Peterson, a former middle school liaison officer, then shot Trice, police said.

Sitting in the pool of blood where his cousin fell — eyes swollen from crying — Joe Williams, 20, said Thursday that he saw the officer shoot Trice. He insisted that his cousin, who turned 21 on Monday, had no gun.

Police have said that two guns were found at the scene, including one that would not have been used by a police officer.

“I’m positive,” Williams said. “He (Trice) didn’t have no gun. I’d just been wrestling with him at the park. He didn’t have no gun.”

He said the police sergeant was accidentally shot by another officer.

“The other cop was in the line of fire with the other cop,” he said. “I saw my cousin go down. The officer walked up and shot him three or four more times.

“They put handcuffs on him after that and let him lay there for 10 more minutes, bleeding to death. They put the cop in the ambulance and then came and took the cuffs off, rolled my man over and tried to resuscitate him.”

Williams, along with a woman who also claimed to have witnessed the shooting, said the first shots were fired just outside the park, which is about two blocks from where Trice fell.

As many as a dozen police officers and crime scene investigators, some using dogs, continued early Thursday to search for more evidence, including, one officer said, additional shell casings.

Officials from the new Rock Island County Integrity Task Force said that six casings were recovered from the area where Trice died, and two spent rounds were recovered from inside Peterson’s vest.

Trice’s grandmother, Maggie Trice, said she also witnessed the shooting.

She said her grandson was trying to get to her house when police shot him. She received a telephone call and was told police were shooting at her grandson and said she heard a shot before going to the door.

“I was begging for the police don’t shoot my child,” she said.

Trice said her grandson was shot at least twice, and doctors told her one bullet hit his heart. She did not see the entire incident and did not see her grandson shoot at police.

Rock Island County Coroner Sharon Anderson said an autopsy was being performed Thursday afternoon in Rockford, Ill. That procedure should reveal the number of shots that struck Trice.

“I think he was on the ground when they shot him the second time,” his grandmother said.

After the shooting, Trice saw police giving her grandson mouth-to-mouth resuscitation, but she said she knew he was already dead.

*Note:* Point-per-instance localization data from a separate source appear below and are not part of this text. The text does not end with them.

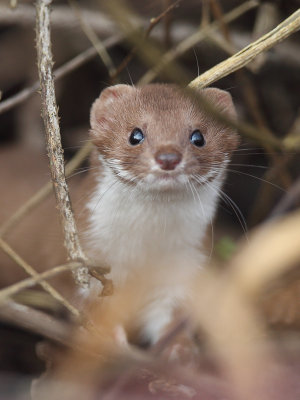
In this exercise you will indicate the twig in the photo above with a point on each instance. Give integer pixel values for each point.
(37, 278)
(45, 191)
(194, 39)
(92, 36)
(63, 70)
(28, 268)
(35, 321)
(54, 148)
(246, 55)
(153, 23)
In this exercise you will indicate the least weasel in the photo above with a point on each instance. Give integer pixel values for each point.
(159, 163)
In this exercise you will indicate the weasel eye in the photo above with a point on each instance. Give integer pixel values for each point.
(136, 137)
(197, 138)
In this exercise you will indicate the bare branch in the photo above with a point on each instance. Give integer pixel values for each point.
(194, 39)
(60, 72)
(35, 321)
(31, 271)
(54, 148)
(92, 36)
(45, 191)
(246, 55)
(37, 278)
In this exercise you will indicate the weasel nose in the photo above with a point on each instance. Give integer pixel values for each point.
(168, 161)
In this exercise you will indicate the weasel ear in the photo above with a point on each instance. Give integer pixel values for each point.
(222, 100)
(106, 98)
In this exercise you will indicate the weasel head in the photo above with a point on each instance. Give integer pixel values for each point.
(159, 138)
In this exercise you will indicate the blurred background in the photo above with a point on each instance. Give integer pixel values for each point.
(266, 95)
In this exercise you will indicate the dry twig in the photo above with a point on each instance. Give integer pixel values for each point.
(194, 39)
(35, 321)
(54, 148)
(246, 55)
(45, 285)
(92, 36)
(60, 72)
(37, 278)
(45, 191)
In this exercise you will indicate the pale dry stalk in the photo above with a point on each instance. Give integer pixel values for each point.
(30, 271)
(53, 140)
(246, 55)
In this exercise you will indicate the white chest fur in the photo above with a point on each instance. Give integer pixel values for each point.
(158, 235)
(130, 229)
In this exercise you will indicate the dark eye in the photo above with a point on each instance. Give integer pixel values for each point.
(197, 138)
(136, 137)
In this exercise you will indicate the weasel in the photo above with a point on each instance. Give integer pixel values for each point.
(158, 165)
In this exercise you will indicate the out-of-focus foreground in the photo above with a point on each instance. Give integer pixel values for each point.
(238, 338)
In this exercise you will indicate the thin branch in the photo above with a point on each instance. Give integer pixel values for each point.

She said police would not let her out the door of the house until her grandson was being loaded into an ambulance.

She was then kept outside her home until about 3 a.m. Thursday.

“I think police could have handled it better without killing him,” she said. “I was not aware of him having a gun.”

She and Williams both said Trice was popular in the community and known for his kindness.

Williams said Trice’s popularity was part of the reason so many people from the neighborhood continued to descend upon the scene Thursday. A small cross was pushed into the ground next to the pooling and the smeared bloodstains. Some brought flowers. One person left a partial 40-ounce beer next to the cross.

As police moved their search from the area of the park to the immediate shooting scene, which was in an alley adjoining Trice’s yard, the crowd grew agitated. Some of those who sat on curbs around Trice’s house shouted accusations at officers.

Maggie Trice acknowledged that her grandson had criminal convictions, including one for reckless discharge of a firearm, but she said most of his crimes were not of a violent nature. She said he had frequent run-ins with police.

“Every time he made a move, they’d pick on him,” she said.

Williams said the repeated gunshots were unnecessary and wonders whether his cousin’s life could have been saved if police had acted sooner.

“I knew my cousin was dead when they finally got him on the stretcher,” he said. “I seen his face.”